A good cat.
A good cat. Coopertom

“When I’m hanging out with my friends we’re like, ‘we should make this into a VRChat world, all these stupid things,” says Coopertom, a New Jersey-based furry.

Two nights ago, one of his friends tipsily tweeted, “Four Seasons Total Landscaping needs to be a VRChat world. Okay I'm going to bed.”

It seemed like a tossed-off joke, but inspiration had struck. After working through the night, Coopertom was ready to unveil his gift to the world: A fully realized virtual reality version of the parking lot where Rudy Giuliani held the world’s stupidest press conference. And because it was built by furries, for furries, in a year when every furry con in the world had to go online, furries flocked to it for an instantly-viral video of unbridled purity. Four Seasons Total Landscaping is now a furry.

So who’s Coopertom and how did this silly situation come together so quickly?

Well, let’s start by explaining VRChat, which is one of those Extremely Online™ phenomena that, to the outside world, seems like a joke someone made up about furry trash. It’s a blob of software that allows users to enter into highly customizable 3D worlds and hang out, much like Second Life promised many years ago but at a somewhat higher level of fidelity. It can be played (if that’s the right word) on any modest desktop computer, or with face-hugging VR headsets for a truly immersive experience. And of course it’s like catnip for furries.

Coopertom’s been in the fandom for about a decade and has tinkered with virtual reality throughout that time. When he first joined VRChat a few years ago, it was a bit of a mess. He didn’t see the appeal. “Then with the pandemic, I’m stuck at home,” he says, “and I was like, ‘Let me pop on to VRChat. And all my friends were there.”

As a child of the ‘80s, Coopertom could recall the stupid promise of VR going back to Neuromancer days, when futurists predicted that we’d soon strap into a new form of experience that would overtake reality. And ohhhh boy, did VR fail to deliver! For years, the technology served up clunky headache-inducing polygons, pointless tech demos, and “games” that were infinitely more frustrating to play with a giant suitcase strapped to your face.

“We got Virtual Boy and that was crap, and Magnavox Scuba and that was crap,” he says. “We were promised virtual reality for decades. And then the technology rolls around five years ago, and I’m like, ‘This is it. This is what I’ve been waiting for.”

It’s no holodeck, but in the last few years virtual reality has managed to approach something like usability. Coopertom and many of his friends have full body tracking, so they're able to stand in rooms thousands of miles apart, moving their arms and legs and head, and they’ll see each others’ avatars move accordingly. The software understands speech and animates mouths accordingly. Fingers articulate, hips swivel, and animation triggers make tails waggle and noses twitch. It’s real … ish.

Despite having no experience working with 3D, Coopertom liked what he saw. Starting in April, he began poking around with Unity, a widely-used game dev platform, and hacked a Kinect so his rig could mimic his movements more closely. Before the pandemic hit, he would attend around five furry conferences every year, and the virtual hangouts were the best replacement available.

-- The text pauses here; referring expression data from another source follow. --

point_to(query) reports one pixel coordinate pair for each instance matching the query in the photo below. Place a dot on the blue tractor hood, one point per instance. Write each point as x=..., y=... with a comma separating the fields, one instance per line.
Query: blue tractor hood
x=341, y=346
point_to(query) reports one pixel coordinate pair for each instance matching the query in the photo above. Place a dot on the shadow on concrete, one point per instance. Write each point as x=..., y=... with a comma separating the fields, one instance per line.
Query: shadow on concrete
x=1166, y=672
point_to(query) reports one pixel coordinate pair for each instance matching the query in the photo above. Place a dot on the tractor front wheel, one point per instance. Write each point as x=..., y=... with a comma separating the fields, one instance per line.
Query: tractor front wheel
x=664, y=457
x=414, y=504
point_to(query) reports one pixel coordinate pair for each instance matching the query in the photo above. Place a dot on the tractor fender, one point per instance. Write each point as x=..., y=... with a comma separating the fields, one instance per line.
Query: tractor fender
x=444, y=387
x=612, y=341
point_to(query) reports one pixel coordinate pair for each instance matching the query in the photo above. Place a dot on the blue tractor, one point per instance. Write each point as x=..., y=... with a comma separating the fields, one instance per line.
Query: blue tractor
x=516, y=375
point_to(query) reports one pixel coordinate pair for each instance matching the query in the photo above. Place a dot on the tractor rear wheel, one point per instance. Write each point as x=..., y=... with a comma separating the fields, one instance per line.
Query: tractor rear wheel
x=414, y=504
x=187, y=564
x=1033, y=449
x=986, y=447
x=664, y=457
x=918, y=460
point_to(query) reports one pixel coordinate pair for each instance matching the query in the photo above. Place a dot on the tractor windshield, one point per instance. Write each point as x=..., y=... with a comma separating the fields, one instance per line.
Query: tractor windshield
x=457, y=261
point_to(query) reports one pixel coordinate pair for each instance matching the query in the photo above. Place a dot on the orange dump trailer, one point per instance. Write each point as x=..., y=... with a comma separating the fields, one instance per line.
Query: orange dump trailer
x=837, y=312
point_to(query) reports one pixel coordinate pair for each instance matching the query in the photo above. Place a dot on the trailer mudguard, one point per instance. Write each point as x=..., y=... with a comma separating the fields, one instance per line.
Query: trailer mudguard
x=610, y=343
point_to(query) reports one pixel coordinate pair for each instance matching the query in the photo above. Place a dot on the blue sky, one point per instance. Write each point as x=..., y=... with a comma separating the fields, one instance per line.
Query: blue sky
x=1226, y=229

“Going from that to an entire year where we can’t do anything or hang out our see friends—everybody kind of migrated to VRChat,” he says. He built an ‘80s-style mall where he could hang out with friends and spent time frolicking on a talk show set. His latest project was a recreation of Mr. Rogers’ neighborhood, but then the Four Seasons idea fell into his lap.

In the delightful video of its unveiling, furry avatars careen around the VR world, their pilots giggling in delight at the environment’s highly specific attention to detail. (At one point, Coopertom points out the coiled hose that he painstakingly attached to a wall while someone operating a Bonkers the Cat character gestures to it like Vanna White revealing a vowel.)

This is actually Coopertom’s second brush with viral fame; a few years ago, he became infamous for appearing in a cursed photo of two fursuiters crouched around a birthday cake in a creepy attic. He’s also the official fursuiter for Furaffinity’s mascot, Fender, and makes frequent videos about his VR adventures.

In a touching update video, Coopertom thanks everyone for the attention, for expressing their enjoyment of his creation, and for the people who have—unbidden—sent him some cash for his creation. (Initially resistant to accepting money, he eventually set up a KoFi, and donations from strangers allowed him to pay off a dental bill that had been stressing him out for months.)

With his latest few moments of viral fame still chugging along, Coopertom says that now “people are asking me to add the porn store and the crematorium, so I think I might have to focus on that while it’s hot.” He laughs—“I’ve just gotta figure out a tasteful way of displaying it.”